To create parallel processes, one may specify a list of endpoints and/or collections:

data:
  collections: 
  - ['accounts', 'groups']
  endpoints:
  - a
  - b

This will trigger a total of 5 processes:

The main process
One process for accounts.a and one for groups.a at the same time
One process for accounts.b and one for groups.b

Simulation

A job can be entirely simulated by specify data.simulate to true. The default is false. While simulation is enabled, everything gets executed as usual but actions only get simulated. There will be no changes, neither on tubee nor on any endpoints.

Logging

By default jobs get executed within a log level error. This log level may be changed to one of:

emergency
critical
error
warning
notice
info
debug

Be very careful with low levels like debug. Low log levels have a massive impact on the performance and should only be used during initial testing and conifguration.

Continue on error

Normally a process terminates as soon as it encounters an exception. By setting data.ignore to true the processor will ignore such errors and continues with the next object. The default is false but it is usually safe and a good idea to set it to true.

Notification

A job might trigger mail notification as soon as it has been executed.
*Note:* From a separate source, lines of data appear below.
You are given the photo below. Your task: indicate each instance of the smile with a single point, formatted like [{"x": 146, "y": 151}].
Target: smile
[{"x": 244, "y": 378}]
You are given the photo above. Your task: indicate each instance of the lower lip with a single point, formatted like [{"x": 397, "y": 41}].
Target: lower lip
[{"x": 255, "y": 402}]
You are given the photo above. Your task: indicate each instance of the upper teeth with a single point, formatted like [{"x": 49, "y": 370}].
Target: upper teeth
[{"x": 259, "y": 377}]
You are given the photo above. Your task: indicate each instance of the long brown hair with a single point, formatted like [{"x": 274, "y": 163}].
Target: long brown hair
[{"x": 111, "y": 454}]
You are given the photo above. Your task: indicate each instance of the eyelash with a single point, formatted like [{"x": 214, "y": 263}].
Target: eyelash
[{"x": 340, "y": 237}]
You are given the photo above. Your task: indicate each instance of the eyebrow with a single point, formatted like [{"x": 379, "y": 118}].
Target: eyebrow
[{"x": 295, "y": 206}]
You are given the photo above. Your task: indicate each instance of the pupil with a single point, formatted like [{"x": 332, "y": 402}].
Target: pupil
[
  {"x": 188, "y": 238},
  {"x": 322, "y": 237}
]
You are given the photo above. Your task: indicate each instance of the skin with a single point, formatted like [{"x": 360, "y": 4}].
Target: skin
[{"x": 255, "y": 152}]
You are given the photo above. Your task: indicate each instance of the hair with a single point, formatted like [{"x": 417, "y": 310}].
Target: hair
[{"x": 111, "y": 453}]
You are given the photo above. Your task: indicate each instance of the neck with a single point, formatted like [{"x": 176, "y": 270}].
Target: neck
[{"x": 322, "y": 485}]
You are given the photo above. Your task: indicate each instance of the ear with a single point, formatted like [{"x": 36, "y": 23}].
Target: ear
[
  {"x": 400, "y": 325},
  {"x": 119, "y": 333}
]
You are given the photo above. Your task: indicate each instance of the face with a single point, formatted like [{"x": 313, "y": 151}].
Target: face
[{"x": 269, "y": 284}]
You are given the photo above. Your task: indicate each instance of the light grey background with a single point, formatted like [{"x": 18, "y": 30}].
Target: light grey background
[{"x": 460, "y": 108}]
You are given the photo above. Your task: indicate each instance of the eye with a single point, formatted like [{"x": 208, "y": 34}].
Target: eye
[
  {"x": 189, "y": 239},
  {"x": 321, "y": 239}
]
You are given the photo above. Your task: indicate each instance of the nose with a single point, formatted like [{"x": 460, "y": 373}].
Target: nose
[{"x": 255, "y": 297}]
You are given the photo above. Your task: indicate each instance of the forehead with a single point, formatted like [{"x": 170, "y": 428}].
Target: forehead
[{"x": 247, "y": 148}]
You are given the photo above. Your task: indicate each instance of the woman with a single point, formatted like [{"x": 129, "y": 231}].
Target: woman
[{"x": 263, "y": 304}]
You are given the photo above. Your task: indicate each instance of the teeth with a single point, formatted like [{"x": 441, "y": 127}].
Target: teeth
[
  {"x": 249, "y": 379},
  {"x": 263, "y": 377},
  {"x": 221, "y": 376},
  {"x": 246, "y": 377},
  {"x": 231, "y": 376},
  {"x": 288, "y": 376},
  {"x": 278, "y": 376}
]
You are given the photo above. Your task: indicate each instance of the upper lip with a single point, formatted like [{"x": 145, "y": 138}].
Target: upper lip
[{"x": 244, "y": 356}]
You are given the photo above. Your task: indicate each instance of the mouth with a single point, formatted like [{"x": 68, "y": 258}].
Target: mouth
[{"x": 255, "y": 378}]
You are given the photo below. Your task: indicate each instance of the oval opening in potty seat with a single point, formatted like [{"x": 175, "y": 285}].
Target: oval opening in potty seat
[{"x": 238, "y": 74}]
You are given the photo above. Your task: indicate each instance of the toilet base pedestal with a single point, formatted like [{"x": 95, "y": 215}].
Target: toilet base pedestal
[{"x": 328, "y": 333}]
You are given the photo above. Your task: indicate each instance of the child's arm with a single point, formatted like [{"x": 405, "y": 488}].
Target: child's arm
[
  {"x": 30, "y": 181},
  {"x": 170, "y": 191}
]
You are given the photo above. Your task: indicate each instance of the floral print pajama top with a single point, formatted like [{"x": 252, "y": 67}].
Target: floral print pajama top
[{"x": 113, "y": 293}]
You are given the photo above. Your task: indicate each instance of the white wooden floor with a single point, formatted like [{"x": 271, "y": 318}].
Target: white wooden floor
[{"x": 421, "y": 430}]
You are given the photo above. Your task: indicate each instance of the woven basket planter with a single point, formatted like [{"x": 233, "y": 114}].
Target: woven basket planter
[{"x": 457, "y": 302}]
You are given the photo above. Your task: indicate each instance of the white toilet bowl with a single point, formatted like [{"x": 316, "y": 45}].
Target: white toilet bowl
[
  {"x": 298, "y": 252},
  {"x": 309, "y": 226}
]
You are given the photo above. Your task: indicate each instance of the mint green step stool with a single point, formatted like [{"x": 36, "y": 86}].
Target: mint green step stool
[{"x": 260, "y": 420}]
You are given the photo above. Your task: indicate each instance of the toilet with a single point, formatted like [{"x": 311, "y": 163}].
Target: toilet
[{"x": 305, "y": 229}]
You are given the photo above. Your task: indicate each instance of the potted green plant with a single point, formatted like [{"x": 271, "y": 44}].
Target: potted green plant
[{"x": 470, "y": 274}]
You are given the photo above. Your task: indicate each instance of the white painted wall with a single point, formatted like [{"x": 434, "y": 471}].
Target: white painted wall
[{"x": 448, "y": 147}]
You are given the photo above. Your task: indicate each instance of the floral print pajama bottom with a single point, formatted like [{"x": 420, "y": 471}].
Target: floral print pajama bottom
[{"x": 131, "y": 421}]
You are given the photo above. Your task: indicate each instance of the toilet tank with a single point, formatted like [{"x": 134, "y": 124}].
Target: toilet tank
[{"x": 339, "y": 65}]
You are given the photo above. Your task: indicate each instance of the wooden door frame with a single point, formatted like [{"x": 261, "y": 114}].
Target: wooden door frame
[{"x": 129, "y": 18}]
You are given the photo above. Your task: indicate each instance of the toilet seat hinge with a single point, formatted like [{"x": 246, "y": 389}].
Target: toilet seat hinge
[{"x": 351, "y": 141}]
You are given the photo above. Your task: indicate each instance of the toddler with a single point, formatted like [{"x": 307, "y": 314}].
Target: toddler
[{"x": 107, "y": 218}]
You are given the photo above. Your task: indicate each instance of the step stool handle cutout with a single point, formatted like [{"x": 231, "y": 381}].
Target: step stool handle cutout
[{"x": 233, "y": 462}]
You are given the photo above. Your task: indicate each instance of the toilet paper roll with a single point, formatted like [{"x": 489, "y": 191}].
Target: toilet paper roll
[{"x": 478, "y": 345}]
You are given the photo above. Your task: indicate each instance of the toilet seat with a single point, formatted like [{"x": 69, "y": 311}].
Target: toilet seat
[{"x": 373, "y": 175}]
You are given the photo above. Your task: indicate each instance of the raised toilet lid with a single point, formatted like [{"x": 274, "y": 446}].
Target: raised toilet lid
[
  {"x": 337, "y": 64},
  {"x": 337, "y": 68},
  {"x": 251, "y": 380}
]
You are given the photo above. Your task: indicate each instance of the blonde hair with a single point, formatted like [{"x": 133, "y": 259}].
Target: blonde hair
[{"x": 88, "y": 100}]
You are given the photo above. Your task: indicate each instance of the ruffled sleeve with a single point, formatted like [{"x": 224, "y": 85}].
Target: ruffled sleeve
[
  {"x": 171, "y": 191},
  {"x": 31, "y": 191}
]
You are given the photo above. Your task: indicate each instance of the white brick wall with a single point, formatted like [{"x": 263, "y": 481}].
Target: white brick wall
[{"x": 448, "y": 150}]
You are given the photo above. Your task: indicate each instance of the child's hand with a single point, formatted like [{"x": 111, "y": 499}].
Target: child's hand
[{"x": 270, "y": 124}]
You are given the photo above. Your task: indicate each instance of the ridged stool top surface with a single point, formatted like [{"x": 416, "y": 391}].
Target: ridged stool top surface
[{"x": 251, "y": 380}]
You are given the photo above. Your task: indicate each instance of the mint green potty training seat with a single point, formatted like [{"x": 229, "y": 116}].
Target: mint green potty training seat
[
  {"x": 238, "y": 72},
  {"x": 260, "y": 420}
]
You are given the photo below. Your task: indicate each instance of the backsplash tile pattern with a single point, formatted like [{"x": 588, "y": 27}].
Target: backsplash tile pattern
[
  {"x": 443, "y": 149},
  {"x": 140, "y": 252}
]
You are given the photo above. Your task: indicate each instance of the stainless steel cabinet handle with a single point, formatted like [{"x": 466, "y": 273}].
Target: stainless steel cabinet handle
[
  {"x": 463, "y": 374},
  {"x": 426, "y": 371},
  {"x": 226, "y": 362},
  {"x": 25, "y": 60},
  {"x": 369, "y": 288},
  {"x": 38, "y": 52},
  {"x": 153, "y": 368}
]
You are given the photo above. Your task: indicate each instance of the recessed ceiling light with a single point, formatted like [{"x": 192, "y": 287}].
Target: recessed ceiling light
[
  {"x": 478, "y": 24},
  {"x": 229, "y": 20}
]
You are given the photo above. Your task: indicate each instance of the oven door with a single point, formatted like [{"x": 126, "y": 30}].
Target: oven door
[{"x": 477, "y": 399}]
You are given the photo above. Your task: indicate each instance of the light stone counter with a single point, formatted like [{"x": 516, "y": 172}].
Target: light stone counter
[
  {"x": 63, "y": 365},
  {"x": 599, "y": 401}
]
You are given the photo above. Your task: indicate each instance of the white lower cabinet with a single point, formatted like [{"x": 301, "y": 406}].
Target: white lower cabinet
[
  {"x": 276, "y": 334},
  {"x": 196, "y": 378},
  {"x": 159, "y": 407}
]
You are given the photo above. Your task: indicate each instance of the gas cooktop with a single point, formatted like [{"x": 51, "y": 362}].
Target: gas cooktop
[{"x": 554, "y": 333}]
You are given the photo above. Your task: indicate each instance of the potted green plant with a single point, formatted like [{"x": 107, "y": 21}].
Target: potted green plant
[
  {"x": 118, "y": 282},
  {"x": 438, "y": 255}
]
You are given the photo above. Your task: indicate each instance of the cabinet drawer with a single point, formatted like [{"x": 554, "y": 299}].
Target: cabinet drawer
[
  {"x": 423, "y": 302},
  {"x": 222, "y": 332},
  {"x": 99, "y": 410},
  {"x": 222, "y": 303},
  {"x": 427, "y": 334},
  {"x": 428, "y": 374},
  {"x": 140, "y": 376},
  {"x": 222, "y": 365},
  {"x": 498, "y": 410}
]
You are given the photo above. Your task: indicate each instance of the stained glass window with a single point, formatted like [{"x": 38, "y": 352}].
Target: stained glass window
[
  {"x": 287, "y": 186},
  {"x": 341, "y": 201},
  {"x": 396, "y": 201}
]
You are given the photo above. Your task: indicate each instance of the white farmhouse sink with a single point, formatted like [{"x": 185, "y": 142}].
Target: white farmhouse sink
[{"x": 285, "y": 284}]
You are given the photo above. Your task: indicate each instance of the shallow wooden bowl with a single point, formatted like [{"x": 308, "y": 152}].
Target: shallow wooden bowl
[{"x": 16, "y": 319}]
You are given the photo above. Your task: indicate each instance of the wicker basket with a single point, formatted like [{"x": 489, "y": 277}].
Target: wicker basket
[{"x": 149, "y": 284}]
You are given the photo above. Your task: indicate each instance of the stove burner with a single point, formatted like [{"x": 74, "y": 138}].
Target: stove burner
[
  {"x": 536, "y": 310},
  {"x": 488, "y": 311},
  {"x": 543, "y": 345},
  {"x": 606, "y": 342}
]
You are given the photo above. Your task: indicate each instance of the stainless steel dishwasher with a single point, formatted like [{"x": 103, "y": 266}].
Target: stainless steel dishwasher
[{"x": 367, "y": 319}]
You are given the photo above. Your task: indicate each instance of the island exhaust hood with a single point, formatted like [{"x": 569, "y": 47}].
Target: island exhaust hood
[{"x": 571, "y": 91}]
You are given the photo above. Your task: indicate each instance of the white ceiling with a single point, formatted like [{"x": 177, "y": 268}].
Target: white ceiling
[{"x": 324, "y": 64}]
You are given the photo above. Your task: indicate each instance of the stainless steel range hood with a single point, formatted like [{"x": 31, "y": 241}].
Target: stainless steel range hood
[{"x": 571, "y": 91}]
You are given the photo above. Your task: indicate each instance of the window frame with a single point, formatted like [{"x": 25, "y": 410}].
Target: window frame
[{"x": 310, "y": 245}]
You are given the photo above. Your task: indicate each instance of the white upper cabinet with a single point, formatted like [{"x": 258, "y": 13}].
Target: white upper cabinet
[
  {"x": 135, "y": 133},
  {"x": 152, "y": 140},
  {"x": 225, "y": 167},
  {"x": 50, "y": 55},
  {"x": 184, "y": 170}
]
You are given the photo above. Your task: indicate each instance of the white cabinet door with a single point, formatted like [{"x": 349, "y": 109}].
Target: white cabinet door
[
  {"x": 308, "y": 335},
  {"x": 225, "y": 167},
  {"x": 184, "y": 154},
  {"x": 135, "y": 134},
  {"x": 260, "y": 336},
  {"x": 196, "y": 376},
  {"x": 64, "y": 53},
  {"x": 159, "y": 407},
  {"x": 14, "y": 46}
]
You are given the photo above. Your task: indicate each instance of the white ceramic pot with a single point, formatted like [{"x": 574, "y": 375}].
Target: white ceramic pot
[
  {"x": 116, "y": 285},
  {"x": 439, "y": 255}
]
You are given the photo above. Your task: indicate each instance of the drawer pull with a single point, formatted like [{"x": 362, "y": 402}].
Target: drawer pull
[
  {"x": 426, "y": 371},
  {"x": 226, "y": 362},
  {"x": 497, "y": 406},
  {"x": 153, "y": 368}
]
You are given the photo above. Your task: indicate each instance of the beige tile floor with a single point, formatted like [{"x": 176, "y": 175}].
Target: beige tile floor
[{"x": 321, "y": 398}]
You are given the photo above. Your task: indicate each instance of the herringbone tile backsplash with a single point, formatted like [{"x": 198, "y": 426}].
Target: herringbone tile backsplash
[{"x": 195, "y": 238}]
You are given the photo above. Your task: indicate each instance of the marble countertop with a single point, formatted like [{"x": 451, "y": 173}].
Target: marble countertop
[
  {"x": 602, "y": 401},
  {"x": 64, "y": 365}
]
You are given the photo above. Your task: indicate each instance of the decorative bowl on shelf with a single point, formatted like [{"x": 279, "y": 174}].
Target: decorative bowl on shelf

Notification is disabled by default but may be enabled by setting data.notification.enabled to true. A notification may be sent to multiple receiver but at least one needs to be specified:

data:
  notification: 
    enabled: true
    receiver:
    - admin@example.org

Job timing

By default a jobs triggers only once and never again. Usually this not what is wanted. One may specify an interval time to let a job retrigger. It is also possible to set a specific time when the job should trigger the first time.

This setup will lead to an immediate trigger as soon as the job gets created and will retrigger every hour.

data:
  options:
    at: 0
    interval 3600

The option data.options.at is by default 0 which means immedieately but it may be changed to a unix timestamp. It will trigger a process at the time given.

Retry & Errors

If a job fails (or one of its processes), it may trigger a retry process. By default this mechanism is disabled but might be enabled by specifying a retry number data.options.retry. 2 would mean the process should get triggered up to two times if it fails. If a retry gets configured, it is best practics to define an interval, otherwise the time slot between failures might be too low that any issue was resolved in the meantime.

This example will trigger up to two times with an interval of 30min (three inclunding the first try):

data:
  options:
    retry: 2
    retry_interval: 1800

If data.options.ignore is true there are still some circumstandes whereas a process might fail, for example if an endpoint can not get initialized due network errors.

Timeouts

It is possible to configure a timeout data.options.timeout which is by default 0 (No timeout). Be careful with timeouts as they leave endpoints in incomplete conditions.